Still plunking away on Windows 95....gerbil huffing and puffing....
Bits Bytes Chips Clocks
Bits in bytes on chips in box.
Bytes with bits and chips with clocks.
Chips in box on ether-docks.
Chips with bits come. Chips with bytes come.
Chips with bits and bytes and clocks come.

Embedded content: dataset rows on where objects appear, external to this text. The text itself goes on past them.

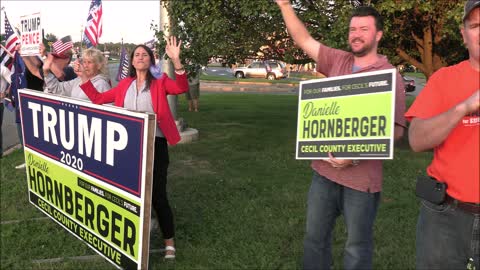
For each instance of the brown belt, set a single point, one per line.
(473, 208)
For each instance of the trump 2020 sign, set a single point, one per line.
(89, 168)
(350, 116)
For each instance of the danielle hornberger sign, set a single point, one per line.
(89, 168)
(350, 116)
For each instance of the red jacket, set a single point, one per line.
(159, 89)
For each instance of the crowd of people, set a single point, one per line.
(444, 117)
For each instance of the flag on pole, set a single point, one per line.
(93, 30)
(124, 65)
(61, 46)
(11, 39)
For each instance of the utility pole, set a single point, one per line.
(187, 134)
(167, 65)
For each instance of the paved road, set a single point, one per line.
(10, 137)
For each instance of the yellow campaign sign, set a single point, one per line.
(349, 116)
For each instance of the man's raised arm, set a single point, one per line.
(297, 30)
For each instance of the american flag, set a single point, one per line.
(11, 39)
(93, 30)
(62, 45)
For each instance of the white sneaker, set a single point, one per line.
(21, 166)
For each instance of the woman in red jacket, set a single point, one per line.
(140, 91)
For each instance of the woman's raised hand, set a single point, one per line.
(173, 48)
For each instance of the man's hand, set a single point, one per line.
(282, 3)
(472, 104)
(41, 50)
(338, 163)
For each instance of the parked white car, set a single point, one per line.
(267, 69)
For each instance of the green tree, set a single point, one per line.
(423, 33)
(418, 32)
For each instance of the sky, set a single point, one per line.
(129, 20)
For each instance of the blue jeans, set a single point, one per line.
(447, 237)
(326, 201)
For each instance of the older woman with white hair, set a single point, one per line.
(92, 65)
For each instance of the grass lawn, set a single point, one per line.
(238, 194)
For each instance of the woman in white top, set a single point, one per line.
(93, 65)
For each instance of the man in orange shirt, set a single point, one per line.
(445, 117)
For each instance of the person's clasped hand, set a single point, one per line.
(338, 163)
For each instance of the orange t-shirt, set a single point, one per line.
(456, 160)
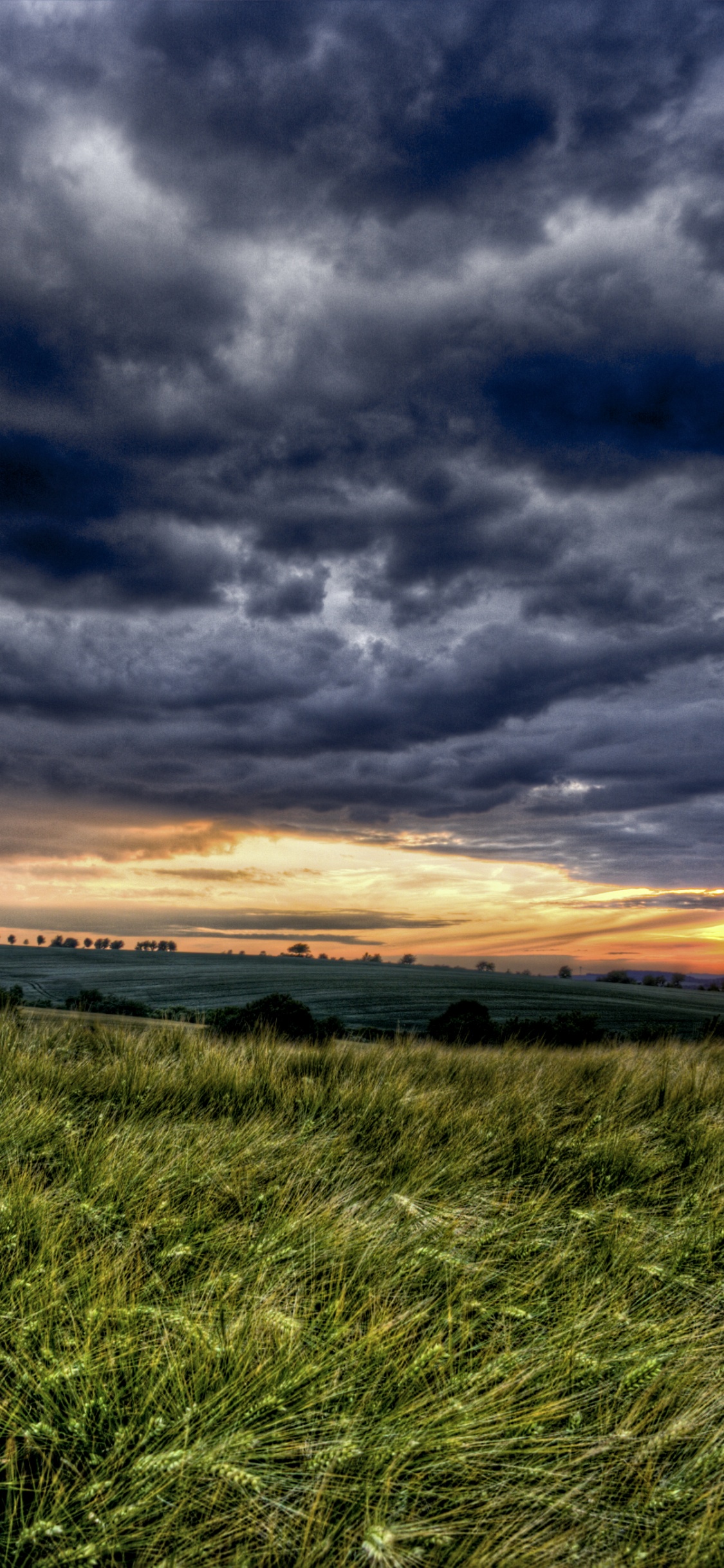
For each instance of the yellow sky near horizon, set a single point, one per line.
(214, 886)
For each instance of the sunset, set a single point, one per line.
(210, 886)
(361, 783)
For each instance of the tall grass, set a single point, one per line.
(270, 1305)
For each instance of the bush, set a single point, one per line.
(464, 1023)
(279, 1012)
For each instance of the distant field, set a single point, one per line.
(375, 996)
(270, 1307)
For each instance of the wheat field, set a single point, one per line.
(389, 1305)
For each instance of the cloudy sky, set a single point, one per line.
(362, 471)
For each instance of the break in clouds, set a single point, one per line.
(362, 418)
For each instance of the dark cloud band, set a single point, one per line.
(362, 419)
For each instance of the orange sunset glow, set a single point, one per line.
(212, 888)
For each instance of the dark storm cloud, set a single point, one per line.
(362, 418)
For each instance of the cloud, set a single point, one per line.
(361, 436)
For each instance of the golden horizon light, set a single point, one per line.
(212, 886)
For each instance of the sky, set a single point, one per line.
(362, 476)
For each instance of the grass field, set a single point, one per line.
(281, 1307)
(364, 996)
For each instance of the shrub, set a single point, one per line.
(279, 1012)
(464, 1023)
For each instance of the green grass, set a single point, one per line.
(272, 1305)
(362, 996)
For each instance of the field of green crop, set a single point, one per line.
(275, 1307)
(364, 996)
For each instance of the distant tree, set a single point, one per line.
(463, 1023)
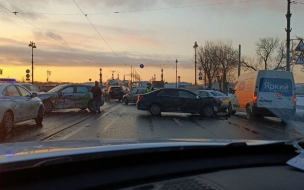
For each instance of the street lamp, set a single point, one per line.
(195, 46)
(176, 72)
(32, 45)
(219, 81)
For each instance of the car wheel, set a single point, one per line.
(155, 109)
(125, 101)
(48, 106)
(8, 121)
(248, 113)
(91, 106)
(208, 111)
(39, 117)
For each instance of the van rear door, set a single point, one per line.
(276, 90)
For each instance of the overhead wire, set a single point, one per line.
(16, 14)
(143, 10)
(99, 33)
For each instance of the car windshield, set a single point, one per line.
(151, 70)
(215, 93)
(56, 89)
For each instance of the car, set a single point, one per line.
(216, 94)
(32, 88)
(177, 100)
(132, 96)
(18, 104)
(69, 96)
(116, 92)
(264, 93)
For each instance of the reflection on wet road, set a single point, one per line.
(118, 121)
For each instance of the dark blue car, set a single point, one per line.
(177, 100)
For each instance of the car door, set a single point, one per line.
(31, 105)
(65, 98)
(82, 97)
(169, 100)
(17, 103)
(189, 102)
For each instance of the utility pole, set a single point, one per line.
(288, 30)
(32, 45)
(239, 66)
(100, 76)
(195, 46)
(162, 75)
(176, 72)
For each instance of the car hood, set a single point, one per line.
(22, 151)
(47, 95)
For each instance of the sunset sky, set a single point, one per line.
(150, 32)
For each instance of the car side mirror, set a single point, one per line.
(34, 95)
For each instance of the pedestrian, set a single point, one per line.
(149, 88)
(96, 90)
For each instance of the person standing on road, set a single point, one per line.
(149, 88)
(96, 90)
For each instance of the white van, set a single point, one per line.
(264, 93)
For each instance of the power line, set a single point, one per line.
(143, 10)
(98, 32)
(43, 31)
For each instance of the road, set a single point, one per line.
(118, 121)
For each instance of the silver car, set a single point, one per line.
(18, 104)
(216, 94)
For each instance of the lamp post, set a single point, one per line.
(32, 45)
(219, 81)
(176, 72)
(100, 77)
(195, 46)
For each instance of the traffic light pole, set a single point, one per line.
(288, 30)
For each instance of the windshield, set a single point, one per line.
(55, 89)
(164, 69)
(217, 93)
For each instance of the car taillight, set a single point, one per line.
(255, 97)
(139, 97)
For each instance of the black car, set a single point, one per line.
(177, 100)
(132, 96)
(116, 92)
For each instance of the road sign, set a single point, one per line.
(300, 46)
(300, 59)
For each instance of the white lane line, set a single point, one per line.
(177, 122)
(81, 128)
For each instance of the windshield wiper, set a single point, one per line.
(295, 143)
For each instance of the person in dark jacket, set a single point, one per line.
(96, 90)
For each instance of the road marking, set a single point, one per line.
(177, 122)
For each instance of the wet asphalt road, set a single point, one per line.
(118, 121)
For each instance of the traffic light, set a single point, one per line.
(28, 74)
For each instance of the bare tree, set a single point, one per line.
(266, 48)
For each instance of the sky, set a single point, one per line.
(74, 44)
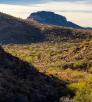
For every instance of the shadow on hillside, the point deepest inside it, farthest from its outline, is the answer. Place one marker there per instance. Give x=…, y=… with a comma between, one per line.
x=21, y=82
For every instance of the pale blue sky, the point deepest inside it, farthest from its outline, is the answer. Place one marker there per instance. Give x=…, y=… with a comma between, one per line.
x=78, y=11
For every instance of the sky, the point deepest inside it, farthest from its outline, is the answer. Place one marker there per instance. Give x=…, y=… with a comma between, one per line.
x=78, y=11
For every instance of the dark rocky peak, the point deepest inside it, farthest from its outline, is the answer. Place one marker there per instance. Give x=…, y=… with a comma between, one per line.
x=51, y=18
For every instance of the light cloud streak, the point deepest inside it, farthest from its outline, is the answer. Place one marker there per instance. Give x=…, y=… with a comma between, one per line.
x=79, y=12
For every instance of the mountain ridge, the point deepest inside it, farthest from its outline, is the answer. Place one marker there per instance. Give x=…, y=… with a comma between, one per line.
x=47, y=17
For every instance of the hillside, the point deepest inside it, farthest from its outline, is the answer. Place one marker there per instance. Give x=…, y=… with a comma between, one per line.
x=17, y=31
x=47, y=17
x=21, y=82
x=44, y=63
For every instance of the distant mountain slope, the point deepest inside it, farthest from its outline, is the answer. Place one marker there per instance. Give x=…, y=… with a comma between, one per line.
x=46, y=17
x=15, y=30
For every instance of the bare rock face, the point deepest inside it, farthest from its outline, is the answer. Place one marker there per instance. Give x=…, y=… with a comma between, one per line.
x=46, y=17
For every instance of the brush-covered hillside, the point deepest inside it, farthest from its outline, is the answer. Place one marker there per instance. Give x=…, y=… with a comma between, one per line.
x=44, y=63
x=17, y=31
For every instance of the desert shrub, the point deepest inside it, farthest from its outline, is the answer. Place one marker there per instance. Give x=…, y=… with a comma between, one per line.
x=90, y=70
x=80, y=65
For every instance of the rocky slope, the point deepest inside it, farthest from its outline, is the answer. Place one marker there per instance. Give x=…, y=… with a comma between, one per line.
x=51, y=18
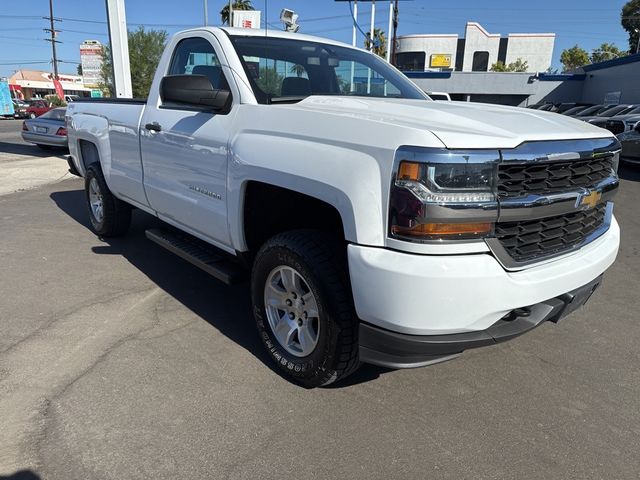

Look, sir. Look, sir. Read the book, sir.
Let's do tricks with bits and bytes, sir.
Let's do tricks with chips and clocks, sir.
First, I'll make a quick trick bit stack.
Then I'll make a quick trick byte stack.
You can make a quick trick chip stack.
You can make a quick trick clock stack.
And here's a new trick on the scene.
Bits in bytes for your machine.
Bytes in words to fill your screen.
Now we come to ticks and tocks, sir.
Try to say this by the clock, sir.
Clocks on chips tick.
Clocks on chips tick.
Eight byte bits tick.
Eight bit bytes tock.
Clocks on chips with eight bit bytes tick.
Chips with clocks and eight byte bits tock.
Here's an easy game to play.
Here's an easy thing to say....
If a packet hits a pocket on a socket on a port,
And the bus is interrupted as a very last resort,
And the address of the memory makes your floppy disk abort
Then the socket packet pocket has an error to report!
If your cursor finds a menu item followed by a dash,
And the double-clicking icon puts your window in the trash,
And your data is corrupted 'cause the index doesn't hash,
Then your situation's hopeless, and your system's gonna crash!
You can't say this? What a shame, sir!
We'll find you another game, sir.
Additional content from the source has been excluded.